Some advocates of Pollard’s release contend that the damage from his activities was exaggerated and his sentence was unduly harsh. Perhaps, though it ill behooves the Israeli government to make this case.
After all, Israel maintains arbitrary restrictions on Mordechai Vanunu 24 years after he was kidnapped by Mossad agents and returned to Israel for trial after exposing the details of Israel’s nuclear program.
But Vanunu’s plight suggests an obvious deal. The U.S. and Israeli governments should do a trade akin to the hoary spy swaps between Washington and Moscow. Send Pollard to Israel. In return, Israel should allow Vanunu to emigrate to wherever he wishes.
Jonathan Pollard spied for Israel for money. He claims he also did so out of loyalty to Israel. Although he was arrested attempting to enter the Israeli embassy, the Israeli government initially disclaimed any responsibility for his actions, claiming his was a rogue operation.
Mordechai Vanunu is a Sephardic Jew whose family immigrated to Israel from Morocco. He went to work at Israel’s undeclared Dimona nuclear plant. He gradually grew disillusioned with Israel’s secret nuclear program, thought to have produced 150 to 200 atomic bombs, and surreptitiously photographed plant operations.
He immigrated to Australia, converted to Christianity, and traveled to Great Britain after meeting a journalist for the Sunday Times who was interested in his story. Vanunu’s account made the paper’s front page, but a Mossad agent convinced him to join her in Rome, from which he was kidnapped, drugged, and returned to Israel.
Vanunu was sentenced to 18 years in prison. He spent the first 11 and a half in solitary confinement. Although formally released in 2004, he remains in a form of prison: barred from leaving the country, approaching foreign embassies, talking to journalists, owning a cell phone, or even using a computer. Ironically, these rules are part of the 1945 British Mandate State of Emergency Regulations — imposed by the British colonial overlords.

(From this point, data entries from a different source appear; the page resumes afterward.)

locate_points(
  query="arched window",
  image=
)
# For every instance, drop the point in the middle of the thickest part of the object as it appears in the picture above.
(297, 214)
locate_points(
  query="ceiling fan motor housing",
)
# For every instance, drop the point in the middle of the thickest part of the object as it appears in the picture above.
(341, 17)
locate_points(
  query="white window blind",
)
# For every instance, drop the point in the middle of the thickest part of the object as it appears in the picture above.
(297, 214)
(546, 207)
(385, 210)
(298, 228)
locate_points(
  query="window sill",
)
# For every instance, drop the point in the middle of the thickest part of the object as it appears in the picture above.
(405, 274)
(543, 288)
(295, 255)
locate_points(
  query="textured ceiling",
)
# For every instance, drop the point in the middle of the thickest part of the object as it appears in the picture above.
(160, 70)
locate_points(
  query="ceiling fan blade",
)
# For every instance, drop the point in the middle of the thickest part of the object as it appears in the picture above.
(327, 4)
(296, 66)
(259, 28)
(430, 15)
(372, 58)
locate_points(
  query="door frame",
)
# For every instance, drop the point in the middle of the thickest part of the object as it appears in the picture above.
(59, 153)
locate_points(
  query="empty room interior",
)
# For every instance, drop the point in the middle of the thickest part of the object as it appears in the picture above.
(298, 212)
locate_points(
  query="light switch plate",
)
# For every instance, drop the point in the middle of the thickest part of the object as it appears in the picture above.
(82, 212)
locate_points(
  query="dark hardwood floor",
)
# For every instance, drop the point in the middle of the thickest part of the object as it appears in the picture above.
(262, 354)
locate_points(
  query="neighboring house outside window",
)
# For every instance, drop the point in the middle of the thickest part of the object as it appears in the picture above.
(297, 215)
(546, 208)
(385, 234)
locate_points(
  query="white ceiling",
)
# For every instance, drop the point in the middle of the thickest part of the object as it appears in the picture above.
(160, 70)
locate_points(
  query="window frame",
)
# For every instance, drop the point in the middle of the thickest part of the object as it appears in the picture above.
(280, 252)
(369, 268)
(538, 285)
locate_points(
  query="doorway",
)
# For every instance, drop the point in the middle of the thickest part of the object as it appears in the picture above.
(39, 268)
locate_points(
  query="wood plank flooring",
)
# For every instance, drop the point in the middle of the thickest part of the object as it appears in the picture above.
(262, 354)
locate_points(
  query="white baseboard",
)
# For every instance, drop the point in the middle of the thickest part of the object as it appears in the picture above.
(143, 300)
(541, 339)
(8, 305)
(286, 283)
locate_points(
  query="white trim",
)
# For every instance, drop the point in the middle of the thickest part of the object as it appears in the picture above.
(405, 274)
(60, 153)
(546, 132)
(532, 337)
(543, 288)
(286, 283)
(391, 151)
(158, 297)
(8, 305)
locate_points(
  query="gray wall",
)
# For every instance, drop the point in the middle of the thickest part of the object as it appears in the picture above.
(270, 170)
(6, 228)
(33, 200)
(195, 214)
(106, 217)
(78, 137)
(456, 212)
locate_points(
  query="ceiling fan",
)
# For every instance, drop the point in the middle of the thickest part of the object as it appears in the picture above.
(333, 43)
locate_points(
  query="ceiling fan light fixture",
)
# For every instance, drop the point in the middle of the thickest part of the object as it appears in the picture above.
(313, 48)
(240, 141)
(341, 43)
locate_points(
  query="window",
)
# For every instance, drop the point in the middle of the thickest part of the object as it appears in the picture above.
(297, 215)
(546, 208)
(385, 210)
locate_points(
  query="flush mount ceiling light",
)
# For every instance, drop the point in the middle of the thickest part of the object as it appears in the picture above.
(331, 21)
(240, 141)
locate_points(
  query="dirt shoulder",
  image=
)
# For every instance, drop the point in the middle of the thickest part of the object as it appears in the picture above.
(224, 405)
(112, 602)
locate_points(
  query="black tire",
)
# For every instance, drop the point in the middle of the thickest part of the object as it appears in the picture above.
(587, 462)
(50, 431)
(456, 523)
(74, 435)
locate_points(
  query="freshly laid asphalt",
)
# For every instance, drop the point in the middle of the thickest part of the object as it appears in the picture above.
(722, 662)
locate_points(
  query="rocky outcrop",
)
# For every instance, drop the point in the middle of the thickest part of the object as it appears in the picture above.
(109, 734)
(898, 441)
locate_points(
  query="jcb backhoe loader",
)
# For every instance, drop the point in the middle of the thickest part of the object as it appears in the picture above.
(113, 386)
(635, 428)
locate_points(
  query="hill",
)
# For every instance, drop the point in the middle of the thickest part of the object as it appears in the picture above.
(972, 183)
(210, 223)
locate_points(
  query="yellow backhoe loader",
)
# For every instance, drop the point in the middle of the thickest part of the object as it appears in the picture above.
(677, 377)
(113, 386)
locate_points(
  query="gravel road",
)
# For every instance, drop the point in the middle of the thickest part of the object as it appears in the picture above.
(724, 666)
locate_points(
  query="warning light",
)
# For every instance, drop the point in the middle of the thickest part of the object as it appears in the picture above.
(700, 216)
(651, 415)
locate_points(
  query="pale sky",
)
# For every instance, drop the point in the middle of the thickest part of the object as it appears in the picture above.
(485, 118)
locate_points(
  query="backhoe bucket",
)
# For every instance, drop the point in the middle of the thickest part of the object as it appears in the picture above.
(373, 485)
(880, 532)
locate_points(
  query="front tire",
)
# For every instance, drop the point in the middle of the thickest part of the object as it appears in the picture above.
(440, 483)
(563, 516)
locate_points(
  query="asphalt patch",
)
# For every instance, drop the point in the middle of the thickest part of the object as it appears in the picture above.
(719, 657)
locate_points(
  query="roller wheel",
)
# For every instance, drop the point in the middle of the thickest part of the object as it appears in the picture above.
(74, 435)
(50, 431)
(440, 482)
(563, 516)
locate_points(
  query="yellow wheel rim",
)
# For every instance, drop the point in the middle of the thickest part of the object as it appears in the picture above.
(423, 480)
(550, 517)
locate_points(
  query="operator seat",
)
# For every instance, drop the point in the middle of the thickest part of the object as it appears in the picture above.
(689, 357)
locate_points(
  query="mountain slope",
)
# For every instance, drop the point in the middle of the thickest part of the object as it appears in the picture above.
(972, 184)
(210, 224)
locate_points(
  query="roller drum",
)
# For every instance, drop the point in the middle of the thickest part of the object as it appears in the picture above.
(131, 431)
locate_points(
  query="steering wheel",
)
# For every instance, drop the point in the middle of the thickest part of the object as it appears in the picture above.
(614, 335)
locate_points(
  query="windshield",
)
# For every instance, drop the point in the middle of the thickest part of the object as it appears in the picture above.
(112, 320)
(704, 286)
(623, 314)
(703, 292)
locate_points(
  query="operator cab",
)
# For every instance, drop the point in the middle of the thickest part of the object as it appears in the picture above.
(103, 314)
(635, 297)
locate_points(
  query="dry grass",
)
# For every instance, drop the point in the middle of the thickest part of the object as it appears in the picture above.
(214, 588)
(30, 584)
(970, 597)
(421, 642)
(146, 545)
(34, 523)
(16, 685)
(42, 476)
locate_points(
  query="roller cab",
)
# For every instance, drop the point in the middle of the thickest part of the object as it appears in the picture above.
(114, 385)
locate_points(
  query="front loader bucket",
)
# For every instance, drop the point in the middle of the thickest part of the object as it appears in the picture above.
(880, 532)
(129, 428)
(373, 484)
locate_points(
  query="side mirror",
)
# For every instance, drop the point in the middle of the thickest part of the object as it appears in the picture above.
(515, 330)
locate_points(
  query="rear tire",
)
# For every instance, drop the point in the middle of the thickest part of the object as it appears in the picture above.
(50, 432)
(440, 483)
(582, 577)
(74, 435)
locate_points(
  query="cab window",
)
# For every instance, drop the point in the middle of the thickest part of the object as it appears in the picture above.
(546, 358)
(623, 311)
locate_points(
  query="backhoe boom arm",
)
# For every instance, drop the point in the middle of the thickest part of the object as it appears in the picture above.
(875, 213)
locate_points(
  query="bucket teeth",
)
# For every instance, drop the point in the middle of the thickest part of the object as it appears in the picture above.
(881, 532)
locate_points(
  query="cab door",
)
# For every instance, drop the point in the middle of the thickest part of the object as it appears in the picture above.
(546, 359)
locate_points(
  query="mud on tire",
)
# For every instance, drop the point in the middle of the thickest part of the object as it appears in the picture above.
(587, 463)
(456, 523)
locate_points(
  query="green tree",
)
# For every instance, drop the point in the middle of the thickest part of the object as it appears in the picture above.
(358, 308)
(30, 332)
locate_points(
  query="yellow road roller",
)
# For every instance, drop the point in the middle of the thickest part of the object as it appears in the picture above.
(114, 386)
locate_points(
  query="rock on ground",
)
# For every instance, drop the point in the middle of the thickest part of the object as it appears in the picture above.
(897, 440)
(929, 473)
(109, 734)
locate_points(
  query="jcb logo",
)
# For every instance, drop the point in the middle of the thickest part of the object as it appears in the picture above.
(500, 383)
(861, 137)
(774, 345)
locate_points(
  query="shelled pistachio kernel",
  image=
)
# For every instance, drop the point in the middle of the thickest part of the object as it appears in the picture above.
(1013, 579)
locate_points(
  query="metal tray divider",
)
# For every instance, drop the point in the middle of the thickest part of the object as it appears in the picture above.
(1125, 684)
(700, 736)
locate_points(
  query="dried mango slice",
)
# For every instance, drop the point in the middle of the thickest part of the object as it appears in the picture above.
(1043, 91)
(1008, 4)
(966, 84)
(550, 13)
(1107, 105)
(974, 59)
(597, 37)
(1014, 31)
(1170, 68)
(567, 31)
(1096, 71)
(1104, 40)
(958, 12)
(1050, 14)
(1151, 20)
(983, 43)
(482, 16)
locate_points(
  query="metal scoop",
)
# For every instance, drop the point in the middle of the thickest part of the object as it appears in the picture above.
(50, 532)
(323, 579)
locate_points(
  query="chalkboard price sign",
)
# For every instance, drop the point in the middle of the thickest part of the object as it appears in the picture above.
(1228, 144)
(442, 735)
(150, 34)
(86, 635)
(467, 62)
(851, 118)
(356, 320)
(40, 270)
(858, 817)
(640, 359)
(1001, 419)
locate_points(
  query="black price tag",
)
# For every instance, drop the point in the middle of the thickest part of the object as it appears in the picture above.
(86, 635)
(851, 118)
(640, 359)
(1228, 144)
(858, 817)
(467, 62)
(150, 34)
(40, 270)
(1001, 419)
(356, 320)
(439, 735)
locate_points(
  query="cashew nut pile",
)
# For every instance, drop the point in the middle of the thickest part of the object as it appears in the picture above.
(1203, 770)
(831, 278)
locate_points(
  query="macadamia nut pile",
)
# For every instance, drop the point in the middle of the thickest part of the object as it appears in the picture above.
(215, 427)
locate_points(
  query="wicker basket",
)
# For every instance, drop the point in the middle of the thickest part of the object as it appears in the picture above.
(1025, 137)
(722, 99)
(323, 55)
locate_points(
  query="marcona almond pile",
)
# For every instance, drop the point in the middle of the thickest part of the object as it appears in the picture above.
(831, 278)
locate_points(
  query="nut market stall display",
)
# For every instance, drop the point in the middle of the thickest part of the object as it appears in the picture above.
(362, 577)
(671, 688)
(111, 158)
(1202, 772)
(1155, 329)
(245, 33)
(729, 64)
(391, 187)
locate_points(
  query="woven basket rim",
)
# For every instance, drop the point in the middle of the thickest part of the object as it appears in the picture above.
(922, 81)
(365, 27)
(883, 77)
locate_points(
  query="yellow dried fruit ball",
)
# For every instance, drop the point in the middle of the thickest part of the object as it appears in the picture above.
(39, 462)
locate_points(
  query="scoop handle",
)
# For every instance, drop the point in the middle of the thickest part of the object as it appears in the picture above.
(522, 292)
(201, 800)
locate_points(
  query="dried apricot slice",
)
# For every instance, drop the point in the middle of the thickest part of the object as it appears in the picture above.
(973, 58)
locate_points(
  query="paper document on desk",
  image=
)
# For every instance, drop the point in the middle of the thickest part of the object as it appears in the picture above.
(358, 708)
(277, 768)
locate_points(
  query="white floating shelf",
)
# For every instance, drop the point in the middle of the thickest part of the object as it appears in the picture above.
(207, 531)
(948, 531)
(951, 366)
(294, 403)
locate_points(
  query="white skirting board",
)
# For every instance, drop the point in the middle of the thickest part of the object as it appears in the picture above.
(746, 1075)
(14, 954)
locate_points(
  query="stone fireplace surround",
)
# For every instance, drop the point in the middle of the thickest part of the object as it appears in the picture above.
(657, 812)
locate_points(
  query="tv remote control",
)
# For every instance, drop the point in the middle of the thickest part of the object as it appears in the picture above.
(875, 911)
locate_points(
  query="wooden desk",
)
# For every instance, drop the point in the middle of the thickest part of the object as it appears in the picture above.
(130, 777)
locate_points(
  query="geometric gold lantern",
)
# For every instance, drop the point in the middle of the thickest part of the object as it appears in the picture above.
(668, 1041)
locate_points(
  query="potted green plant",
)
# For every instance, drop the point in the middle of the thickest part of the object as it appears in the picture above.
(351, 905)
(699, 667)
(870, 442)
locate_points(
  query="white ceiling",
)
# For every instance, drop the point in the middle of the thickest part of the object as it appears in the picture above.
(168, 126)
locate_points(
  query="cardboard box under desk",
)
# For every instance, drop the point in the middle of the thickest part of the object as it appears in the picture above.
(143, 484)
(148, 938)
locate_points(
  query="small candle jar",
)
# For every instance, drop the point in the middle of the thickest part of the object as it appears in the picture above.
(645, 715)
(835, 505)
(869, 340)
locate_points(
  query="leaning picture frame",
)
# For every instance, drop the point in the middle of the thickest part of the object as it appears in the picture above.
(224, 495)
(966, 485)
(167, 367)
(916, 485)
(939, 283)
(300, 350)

Since then Vanunu has been periodically threatened, arrested, convicted, placed under house arrest, sentenced to community service, and imprisoned for violating the terms of his parole. In October the Israeli Supreme Court denied his appeal to be released from these restrictions and allowed to leave the country.
Vanunu has become an international cause célèbre, regularly nominated for the Nobel Peace Prize, termed a “prisoner of conscience” by Amnesty International, and recently awarded the Carl von Ossietzky Medal, named after the renowned German pacifist murdered by the Nazis. Nevertheless, Israel, the Mideast’s regional superpower, claims to be afraid of him.
The justification for maintaining his informal imprisonment is that he might share more nuclear secrets. However, he gave away the big story in 1986 and any other information likely is badly outdated.
Knowledgeable Israelis dismiss the claim that Vanunu remains a security risk. For instance, retired brigadier-general Uzi Eilam, who ran the Israeli Atomic Energy Commission between 1976 and 1986, said “I don’t think he has significant things to reveal now.” Eilam urged Vanunu’s release.
The better explanation for the continuing restrictions is spite. Despite Israel’s vaunted reputation for security, Vanunu shot two rolls of photos of the Dimona plant. Despite Israel’s calculated public subterfuge, Vanunu demonstrated that everything Israel’s leaders had said about their nuclear capabilities was a lie.
Ironically, it is hard to discern any international harm done Israel by Vanunu’s revelations. After all, Israel was widely believed to have nuclear weapons. Eilam even argued that Vanunu “served the regime because his revelations helped Tel Aviv intimidate others.”
A swap would allow both America and Israel to turn their backs on the past. There’s another benefit. Pollard wants to go to Israel. Vanunu wants to go to America.
The latter explained: “I would like to move to the United States. I have adopted parents in Minnesota. I have many, many friends in the United States, who used to write to me and send me letters and cards for many years during 18 years. I read a lot of your history of United States and am very appreciative of the U.S. Constitution, U.S. freedom.”
Washington should offer to swap Jonathan Pollard for Mordechai Vanunu. Indeed, who better symbolizes President Barack Obama’s desire for a nuclear-free world? Vanunu has suffered enough for a crime which did Israeli security no harm. It is time for Israel to return his freedom.